Thursday, January 10, 2013

Embracing Aging


"I'm trying to make it to one hundred—I really want the party." This from Micah's Grandpa Herb, who informs me when I ask that he is now 95 "and a half." I love that he adds that, sounding more like Theo, a kindergartener, informing me of that extra half year. His family—that is, three kids and their spouses, eight grandkids, and twelve great-grandchildren, among others—threw him a bash for his ninetieth, complete with DJ, and another for his 95th (this one more a brunch) but it's the thought of the festivities in store that Herb says is motivating staying well for the next few years. And there's no reason to think he won't get there. My own grandfather just turned 99; in the summer of 2011 he had a retrospective showing seven decades of his painting, yet he maintained he still had more in store, more conundrums of the canvas to figure out. 

Since then, my mother-in-law Sheila, and my father, Erik, both celebrated their 70th birthdays, while I celebrated my 40th. Each of us tussled with the existential birthday demons that loom largest around those decade markers, like shadowy stalkers hiding behind a street sign. "It's all downhill from here," says my dad, even though that's hardly true; "I've got maybe ten or fifteen good years left, tops, and I want to use them," says Sheila, who's determined to travel, soak up her grandchildren, shop, see things, do it all.
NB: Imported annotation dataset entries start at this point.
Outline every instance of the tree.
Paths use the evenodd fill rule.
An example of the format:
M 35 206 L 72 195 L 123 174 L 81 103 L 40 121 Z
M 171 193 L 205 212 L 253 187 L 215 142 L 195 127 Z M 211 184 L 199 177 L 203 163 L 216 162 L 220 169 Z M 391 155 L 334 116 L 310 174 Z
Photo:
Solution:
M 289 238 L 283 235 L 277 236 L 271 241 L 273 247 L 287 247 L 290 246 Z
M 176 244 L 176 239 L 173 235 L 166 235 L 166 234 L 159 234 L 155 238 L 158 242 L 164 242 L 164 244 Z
"God, can I really be 40?" I asked, "how is that possible?" We are tentative, we resist moving forward, we bemoan the things we used to do, and the tauter versions of ourselves that used to be.

Then I got breast cancer and I wished like anything that I could just go back to being nervous about my crow's feet. To just be able to walk through the door of my fourth decade, without feeling as if I were being pushed down a chute to a rapidly and radically different body, and an insecure hold on that longevity that, truth be told, I had subconsciously assumed was part of my birthright. Chemotherapy has the headlining side-effects, but long after it's over, the changes associated with all that’s involved in cancer treatment can feel like you've taken the fast train to crones-ville. "It's hard to grow old gracefully," I muttered bitterly, "when it's happening at warp speed."